What I’m trying to figure out just how far I can take it. I really don’t know. I took some backups and just let it do its thing relatively unmonitored.
I’ve done this several times before. I let it go, and find where it falls apart, fix it, and let it go again to see which new soaring heights it will reach.
So far this run there has been a few points of data congestion that needed clearing out. A semaphore here, some optimization there, but for the most part, it has just been chugging along with an ominous ease.
I’ve run it for a few days now, and the index is about thirty-five million URLs in size. The size when I started was about fifteen million. Thirty five million is already breaking a record. Will it make fifty million?

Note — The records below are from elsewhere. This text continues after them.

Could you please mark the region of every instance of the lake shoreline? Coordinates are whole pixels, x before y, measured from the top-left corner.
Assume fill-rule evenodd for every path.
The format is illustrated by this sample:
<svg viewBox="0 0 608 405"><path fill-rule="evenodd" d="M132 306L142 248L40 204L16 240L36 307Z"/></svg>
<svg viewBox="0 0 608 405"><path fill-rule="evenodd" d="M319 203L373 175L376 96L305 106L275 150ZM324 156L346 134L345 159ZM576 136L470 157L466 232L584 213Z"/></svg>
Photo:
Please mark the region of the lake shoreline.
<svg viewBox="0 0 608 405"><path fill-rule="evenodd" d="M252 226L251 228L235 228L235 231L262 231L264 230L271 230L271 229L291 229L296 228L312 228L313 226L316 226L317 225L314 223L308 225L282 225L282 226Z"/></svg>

A hundred? I really don’t know. It could easily blow up in a calamitous fireball in the next fifteen minutes.
The true limits are beyond my comprehension. There are too many variables at play to predict where the they are, and whether it is the limit. So far there has always been another optimization that has been able to save the day. For how long will those boons continue? Surely there must be some upper bound to a search engine hosted in an apartment living room.
I know of one boundary: The dictionary hash table. I know it will start to degrade noticeably, like most hash tables, when it’s about 75% full. I know it growth seems linear, or at least linear-bounded, slowly ticking up by about six million entries per hour. I know that it’s full capacity is 2.1 billion entries, and it’s currently at 752 million. That means we are half way to 75% full. That is a vague boundary. A lethargic death-by-brownout, rather than a splat against some unseen brick wall.

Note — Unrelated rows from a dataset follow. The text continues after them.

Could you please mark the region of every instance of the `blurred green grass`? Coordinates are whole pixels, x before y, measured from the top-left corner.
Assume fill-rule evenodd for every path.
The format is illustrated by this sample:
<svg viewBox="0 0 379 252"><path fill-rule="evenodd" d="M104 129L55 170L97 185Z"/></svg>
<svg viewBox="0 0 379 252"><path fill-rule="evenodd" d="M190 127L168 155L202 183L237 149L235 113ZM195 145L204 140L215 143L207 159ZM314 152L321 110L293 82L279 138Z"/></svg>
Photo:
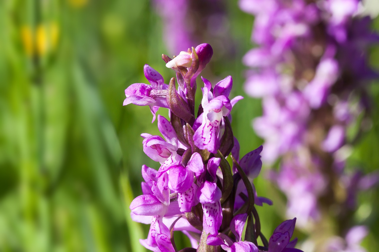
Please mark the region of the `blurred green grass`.
<svg viewBox="0 0 379 252"><path fill-rule="evenodd" d="M210 67L215 80L233 76L237 95L254 18L236 1L228 5L235 58L219 56ZM145 64L172 77L161 26L147 0L0 2L0 250L145 251L138 240L149 227L131 221L128 206L141 193L142 165L157 168L139 136L157 134L157 123L147 108L122 103L129 85L145 82ZM379 164L377 84L373 127L351 157L368 172ZM262 142L251 126L260 101L246 97L234 110L244 154ZM256 183L275 202L258 209L268 234L284 218L284 199L263 176ZM366 207L357 217L371 228L364 242L373 252L378 193L361 196Z"/></svg>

I know a brick wall, too, the partition holding the files for the mariadb instance that keeps track of URL metadata is about 37% full, at 44 Gb. That could be what blows up. MariaDB could also quite simply grind to a halt because it doesn’t get enough ram. I’ve assigned it 40 Gb. It should be enough for a while. But I really don’t know for how long.

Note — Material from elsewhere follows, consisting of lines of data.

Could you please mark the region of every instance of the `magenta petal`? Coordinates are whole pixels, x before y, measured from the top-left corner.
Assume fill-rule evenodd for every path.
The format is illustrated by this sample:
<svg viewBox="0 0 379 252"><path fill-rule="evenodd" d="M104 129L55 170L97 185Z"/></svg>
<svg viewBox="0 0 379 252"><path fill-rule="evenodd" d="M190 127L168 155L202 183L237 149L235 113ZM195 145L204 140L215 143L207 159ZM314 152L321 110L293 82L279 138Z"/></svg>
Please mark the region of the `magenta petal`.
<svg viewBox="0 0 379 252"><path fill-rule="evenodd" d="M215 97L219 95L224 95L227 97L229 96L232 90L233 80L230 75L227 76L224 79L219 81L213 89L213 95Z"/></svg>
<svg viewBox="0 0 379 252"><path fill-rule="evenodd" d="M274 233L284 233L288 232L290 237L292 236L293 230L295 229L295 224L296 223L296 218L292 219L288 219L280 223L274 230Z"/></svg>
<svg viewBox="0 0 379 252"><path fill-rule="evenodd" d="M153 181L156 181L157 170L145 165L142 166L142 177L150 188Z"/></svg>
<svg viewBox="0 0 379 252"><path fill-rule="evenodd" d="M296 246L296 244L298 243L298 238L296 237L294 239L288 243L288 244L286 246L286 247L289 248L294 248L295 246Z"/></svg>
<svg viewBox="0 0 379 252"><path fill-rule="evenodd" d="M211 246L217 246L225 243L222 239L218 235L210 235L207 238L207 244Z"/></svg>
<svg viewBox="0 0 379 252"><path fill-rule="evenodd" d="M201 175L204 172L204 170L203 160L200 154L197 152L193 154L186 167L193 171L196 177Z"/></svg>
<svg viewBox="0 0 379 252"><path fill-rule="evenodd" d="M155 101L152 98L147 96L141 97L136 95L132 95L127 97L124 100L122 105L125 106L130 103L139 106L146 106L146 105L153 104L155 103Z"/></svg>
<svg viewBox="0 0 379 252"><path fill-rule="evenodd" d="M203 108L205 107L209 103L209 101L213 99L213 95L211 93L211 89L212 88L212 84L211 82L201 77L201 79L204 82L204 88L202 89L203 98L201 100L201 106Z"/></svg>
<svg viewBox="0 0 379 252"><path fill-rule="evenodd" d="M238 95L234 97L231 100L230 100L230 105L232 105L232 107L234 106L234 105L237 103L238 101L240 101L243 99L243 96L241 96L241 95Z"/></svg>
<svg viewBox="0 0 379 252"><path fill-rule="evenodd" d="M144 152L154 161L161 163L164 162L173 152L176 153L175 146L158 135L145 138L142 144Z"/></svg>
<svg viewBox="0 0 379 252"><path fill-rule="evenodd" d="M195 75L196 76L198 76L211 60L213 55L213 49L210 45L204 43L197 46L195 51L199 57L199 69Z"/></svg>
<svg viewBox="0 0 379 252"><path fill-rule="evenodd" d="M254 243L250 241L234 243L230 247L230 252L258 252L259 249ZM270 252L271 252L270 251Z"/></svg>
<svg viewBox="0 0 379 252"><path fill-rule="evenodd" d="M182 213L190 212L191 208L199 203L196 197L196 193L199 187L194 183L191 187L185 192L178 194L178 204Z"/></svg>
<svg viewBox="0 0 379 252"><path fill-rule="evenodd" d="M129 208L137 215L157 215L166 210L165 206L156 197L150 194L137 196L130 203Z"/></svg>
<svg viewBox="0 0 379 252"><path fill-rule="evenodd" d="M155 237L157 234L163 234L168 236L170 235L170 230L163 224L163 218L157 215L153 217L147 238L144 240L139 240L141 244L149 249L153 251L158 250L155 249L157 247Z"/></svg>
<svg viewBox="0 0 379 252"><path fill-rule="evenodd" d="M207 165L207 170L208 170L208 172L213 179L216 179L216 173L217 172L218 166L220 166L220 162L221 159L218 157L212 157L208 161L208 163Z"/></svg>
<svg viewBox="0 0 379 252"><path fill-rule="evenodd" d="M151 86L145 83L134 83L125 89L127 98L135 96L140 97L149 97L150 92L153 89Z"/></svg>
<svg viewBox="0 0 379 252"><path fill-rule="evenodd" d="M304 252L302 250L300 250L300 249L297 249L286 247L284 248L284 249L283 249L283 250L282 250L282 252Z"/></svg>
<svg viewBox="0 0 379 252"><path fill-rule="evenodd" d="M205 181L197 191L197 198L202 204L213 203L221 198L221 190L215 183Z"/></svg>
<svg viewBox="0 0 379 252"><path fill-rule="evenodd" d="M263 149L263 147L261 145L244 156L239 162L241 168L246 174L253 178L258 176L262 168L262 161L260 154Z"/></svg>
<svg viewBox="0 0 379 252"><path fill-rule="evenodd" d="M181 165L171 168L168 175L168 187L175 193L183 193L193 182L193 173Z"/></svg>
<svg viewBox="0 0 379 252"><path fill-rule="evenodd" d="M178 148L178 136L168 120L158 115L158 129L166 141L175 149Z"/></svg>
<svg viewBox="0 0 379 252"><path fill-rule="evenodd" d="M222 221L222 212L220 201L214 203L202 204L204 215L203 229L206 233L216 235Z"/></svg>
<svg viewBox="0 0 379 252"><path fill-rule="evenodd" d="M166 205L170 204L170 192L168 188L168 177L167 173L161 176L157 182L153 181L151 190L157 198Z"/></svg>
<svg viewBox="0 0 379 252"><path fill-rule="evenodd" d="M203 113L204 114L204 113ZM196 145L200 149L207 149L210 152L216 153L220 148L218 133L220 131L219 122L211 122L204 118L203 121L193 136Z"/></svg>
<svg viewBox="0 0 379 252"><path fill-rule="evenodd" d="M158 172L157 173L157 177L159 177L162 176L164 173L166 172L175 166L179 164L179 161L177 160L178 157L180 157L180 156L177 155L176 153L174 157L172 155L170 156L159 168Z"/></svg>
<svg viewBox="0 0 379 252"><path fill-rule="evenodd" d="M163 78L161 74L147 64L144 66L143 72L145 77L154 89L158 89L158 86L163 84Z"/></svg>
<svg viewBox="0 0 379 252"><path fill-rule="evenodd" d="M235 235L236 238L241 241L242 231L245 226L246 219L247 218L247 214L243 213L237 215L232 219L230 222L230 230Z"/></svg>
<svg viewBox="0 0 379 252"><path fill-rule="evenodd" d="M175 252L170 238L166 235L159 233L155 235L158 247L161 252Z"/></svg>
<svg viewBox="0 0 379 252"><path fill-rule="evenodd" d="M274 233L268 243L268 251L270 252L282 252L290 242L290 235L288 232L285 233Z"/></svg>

Maybe it’s some envious plot of the operating system resource management that will ground the flight of the search engine. Right now the server OS gets 55 Gb of buffer memory. So far that keeps the disk thrashing at bay. So far.
Incidentally, searching is a tad slow now, but that’s not because it’s approaching some performance limit, but because the caches aren’t properly populated. Searching more fixes the problem. But there’s also a script I run which just goes through a dictionary making queries that brings the query time down. Looks like a DOS attack, just spamming dozens of searches per second in a loop, but it’s actually the opposite. Ironically, the worst thing for the search engine’s performance is not getting enough search queries.
Meanwhile, the search engine keeps indexing. Perhaps like a bumblebee crossing a road, blissfully unaware of the windshield hurdling its way.